Given an i.i.d. sequence $(\theta_{n}^{i})$ with binomial distribution $\mathcal{B}_{3,\frac{1}{3}}$ we define the Markov Chain $$X_{n+1}:= \sum_{i=0}^{X_{n}}\theta_{n}^{i}\:\:\: \mbox{mod }5.$$
Question: Calculate the transition matrix.
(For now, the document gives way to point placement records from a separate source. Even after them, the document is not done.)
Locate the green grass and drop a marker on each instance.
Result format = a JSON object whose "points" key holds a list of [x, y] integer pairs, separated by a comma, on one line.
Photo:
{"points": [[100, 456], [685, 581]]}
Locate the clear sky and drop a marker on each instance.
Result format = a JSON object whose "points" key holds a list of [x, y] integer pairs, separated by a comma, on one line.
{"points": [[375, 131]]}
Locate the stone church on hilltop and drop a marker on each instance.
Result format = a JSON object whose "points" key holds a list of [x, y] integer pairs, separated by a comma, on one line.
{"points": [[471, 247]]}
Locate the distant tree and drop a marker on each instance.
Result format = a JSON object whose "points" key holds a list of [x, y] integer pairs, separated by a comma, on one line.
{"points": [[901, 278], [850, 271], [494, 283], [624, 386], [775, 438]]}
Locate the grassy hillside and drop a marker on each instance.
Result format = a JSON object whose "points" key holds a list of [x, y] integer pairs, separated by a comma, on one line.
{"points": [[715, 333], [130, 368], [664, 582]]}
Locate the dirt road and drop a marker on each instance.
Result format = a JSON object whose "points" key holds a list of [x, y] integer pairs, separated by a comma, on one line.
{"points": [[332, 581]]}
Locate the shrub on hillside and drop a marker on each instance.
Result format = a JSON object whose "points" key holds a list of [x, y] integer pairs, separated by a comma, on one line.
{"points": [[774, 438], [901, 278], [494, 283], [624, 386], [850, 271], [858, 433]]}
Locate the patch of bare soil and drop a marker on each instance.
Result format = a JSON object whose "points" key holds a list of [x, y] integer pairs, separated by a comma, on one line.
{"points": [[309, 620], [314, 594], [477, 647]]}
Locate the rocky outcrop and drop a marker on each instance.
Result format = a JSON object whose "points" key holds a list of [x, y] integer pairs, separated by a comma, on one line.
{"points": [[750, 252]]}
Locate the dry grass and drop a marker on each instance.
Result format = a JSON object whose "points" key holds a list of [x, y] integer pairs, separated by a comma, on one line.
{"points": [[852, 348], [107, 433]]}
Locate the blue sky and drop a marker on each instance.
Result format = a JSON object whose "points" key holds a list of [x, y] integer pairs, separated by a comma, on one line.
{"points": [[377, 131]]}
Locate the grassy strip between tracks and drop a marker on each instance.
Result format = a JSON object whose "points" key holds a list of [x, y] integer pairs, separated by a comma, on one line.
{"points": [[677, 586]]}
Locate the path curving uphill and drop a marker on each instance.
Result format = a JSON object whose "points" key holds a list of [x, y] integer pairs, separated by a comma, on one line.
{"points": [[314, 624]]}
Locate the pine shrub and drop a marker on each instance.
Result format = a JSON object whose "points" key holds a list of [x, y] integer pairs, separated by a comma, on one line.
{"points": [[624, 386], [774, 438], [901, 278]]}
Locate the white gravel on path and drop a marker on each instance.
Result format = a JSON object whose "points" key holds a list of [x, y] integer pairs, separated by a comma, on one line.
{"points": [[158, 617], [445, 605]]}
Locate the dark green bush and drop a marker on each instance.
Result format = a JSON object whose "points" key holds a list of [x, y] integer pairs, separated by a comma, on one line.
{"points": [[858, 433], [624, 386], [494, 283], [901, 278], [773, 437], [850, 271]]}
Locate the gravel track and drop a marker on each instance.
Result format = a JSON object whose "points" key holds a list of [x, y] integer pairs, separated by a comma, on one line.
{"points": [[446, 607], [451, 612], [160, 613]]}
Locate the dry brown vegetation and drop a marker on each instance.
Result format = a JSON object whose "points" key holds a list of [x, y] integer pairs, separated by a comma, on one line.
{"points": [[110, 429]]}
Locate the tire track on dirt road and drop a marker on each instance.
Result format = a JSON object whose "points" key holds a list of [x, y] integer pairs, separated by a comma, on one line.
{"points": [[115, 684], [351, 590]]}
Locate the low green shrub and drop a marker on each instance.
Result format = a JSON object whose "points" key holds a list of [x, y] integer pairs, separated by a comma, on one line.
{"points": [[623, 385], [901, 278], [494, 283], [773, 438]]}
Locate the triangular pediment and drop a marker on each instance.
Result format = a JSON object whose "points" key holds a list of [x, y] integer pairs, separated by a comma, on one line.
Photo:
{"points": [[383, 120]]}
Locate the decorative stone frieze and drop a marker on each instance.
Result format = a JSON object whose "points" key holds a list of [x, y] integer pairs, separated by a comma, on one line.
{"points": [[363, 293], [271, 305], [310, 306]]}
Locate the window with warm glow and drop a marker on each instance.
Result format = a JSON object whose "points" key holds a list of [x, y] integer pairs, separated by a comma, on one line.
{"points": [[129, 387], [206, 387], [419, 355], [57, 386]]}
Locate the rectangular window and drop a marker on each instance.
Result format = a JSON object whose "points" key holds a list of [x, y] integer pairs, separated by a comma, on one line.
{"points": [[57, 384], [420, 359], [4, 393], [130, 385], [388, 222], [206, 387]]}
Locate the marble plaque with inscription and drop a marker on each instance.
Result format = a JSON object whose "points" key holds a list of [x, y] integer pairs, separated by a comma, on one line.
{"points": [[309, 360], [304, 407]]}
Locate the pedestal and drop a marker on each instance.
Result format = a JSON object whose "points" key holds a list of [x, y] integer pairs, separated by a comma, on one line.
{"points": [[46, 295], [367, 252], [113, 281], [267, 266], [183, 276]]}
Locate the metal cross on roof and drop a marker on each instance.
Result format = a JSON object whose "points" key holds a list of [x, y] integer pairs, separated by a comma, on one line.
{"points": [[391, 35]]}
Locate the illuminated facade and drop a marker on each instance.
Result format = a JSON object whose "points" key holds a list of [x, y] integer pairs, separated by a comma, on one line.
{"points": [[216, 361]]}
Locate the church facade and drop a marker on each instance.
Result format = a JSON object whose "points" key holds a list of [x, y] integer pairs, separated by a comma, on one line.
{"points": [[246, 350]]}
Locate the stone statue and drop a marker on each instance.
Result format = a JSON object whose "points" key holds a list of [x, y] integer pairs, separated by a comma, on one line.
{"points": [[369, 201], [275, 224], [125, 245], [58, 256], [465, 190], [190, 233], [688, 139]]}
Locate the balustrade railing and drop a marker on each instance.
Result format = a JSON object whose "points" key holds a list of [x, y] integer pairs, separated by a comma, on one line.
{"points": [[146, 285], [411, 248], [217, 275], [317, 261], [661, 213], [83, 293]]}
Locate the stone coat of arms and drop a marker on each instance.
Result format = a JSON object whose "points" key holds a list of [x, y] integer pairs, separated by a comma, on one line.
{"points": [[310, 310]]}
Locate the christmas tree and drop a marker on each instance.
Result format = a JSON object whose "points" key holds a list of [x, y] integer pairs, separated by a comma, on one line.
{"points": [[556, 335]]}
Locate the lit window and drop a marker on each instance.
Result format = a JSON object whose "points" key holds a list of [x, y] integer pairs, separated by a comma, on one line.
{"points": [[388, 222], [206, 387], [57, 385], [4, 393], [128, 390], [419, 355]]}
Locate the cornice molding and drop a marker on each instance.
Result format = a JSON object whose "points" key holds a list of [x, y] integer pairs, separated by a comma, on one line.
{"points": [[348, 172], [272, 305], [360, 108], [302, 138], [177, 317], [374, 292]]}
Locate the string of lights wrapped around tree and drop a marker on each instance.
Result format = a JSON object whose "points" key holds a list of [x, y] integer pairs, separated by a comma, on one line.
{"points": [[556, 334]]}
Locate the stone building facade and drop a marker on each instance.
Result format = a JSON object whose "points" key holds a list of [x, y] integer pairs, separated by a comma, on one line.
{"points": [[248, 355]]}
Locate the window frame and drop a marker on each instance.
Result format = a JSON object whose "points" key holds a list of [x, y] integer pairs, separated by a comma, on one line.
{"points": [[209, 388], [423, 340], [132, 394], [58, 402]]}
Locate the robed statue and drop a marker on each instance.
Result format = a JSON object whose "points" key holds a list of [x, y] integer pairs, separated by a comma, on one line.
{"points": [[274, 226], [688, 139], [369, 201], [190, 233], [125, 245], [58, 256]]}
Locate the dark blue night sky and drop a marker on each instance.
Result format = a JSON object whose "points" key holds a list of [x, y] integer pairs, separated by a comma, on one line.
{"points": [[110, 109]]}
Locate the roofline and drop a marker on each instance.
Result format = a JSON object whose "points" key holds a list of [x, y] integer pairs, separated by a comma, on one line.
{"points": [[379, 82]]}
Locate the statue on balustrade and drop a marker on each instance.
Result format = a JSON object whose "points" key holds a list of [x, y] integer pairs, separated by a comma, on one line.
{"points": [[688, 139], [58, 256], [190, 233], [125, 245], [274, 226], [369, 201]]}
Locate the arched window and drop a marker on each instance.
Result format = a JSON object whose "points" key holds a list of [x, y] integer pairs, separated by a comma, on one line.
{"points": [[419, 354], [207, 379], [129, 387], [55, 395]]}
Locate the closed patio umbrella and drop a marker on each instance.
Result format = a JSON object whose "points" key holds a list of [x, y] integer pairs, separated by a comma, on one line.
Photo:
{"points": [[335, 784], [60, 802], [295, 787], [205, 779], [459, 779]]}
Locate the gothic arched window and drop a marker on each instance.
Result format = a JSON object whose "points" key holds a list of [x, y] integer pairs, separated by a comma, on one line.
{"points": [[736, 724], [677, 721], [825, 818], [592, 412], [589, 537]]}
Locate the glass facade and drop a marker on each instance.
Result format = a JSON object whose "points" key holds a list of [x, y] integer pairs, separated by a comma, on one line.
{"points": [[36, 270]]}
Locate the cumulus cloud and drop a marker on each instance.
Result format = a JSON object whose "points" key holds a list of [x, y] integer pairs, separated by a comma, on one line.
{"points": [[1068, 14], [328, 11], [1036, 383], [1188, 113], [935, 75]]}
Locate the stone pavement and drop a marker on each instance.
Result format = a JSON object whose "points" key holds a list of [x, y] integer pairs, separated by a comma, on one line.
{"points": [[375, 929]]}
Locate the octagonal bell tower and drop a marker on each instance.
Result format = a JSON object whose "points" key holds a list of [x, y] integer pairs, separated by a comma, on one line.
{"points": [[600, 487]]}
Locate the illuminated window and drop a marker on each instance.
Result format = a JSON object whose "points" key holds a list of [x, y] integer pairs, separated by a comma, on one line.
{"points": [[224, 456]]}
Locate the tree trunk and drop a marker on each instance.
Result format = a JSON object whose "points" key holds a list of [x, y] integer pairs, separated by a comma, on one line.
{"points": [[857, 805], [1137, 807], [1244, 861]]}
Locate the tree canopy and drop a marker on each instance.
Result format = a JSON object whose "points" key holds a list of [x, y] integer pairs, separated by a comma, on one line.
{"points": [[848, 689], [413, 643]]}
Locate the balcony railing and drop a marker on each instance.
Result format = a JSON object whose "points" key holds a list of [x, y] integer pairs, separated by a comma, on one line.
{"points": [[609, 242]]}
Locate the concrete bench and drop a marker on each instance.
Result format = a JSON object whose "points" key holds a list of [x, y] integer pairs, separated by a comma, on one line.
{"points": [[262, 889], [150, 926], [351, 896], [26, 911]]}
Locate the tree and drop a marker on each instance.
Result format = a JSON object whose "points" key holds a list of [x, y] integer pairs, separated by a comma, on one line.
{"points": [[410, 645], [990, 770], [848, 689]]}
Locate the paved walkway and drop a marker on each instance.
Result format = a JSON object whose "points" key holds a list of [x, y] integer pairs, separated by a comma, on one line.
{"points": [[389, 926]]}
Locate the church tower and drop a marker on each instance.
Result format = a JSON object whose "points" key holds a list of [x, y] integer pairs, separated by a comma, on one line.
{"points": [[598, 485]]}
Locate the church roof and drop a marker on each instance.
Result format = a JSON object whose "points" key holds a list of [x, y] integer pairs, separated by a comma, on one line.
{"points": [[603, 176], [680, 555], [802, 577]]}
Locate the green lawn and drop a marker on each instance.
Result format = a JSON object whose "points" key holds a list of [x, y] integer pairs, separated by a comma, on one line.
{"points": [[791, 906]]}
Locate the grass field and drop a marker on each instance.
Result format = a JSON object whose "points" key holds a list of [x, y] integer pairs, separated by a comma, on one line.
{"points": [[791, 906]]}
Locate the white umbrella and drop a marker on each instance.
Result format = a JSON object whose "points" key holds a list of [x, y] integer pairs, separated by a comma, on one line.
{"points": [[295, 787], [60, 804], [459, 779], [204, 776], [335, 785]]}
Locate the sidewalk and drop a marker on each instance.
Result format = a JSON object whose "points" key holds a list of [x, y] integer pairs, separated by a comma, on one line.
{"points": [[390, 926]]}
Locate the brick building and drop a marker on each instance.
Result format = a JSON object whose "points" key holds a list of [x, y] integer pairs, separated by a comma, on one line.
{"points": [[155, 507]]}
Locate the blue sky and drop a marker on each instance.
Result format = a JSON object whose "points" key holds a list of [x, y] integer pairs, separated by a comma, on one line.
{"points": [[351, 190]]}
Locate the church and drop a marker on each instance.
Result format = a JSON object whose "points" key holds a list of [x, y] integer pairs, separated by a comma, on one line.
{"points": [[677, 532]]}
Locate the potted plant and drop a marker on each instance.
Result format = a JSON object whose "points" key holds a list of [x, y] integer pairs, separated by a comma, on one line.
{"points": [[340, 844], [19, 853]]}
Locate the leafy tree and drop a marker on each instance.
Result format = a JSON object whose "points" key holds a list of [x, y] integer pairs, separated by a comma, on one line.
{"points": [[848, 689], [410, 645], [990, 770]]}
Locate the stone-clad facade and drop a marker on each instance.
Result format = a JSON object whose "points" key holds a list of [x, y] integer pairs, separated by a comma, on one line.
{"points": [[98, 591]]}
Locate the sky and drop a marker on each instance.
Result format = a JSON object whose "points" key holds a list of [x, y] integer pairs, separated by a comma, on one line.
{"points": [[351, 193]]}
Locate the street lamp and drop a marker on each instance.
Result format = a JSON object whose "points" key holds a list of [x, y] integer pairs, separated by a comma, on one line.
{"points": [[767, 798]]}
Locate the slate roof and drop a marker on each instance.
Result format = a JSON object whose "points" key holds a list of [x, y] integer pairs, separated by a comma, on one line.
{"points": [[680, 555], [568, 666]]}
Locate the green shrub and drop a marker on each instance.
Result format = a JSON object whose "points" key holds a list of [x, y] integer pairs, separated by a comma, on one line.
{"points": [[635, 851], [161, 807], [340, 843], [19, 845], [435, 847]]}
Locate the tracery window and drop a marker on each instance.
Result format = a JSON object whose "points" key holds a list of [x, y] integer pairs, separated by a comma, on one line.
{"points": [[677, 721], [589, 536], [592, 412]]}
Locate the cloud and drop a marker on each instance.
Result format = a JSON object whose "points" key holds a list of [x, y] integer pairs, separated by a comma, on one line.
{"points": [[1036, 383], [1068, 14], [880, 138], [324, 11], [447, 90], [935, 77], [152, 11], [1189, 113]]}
Motivation of the question: In stochastic processes it is very difficult to verify if the answer of an exercise is correct, one way is to use the software R, but I am not good at programming, so I turn to this community to verify that my attempt is correct.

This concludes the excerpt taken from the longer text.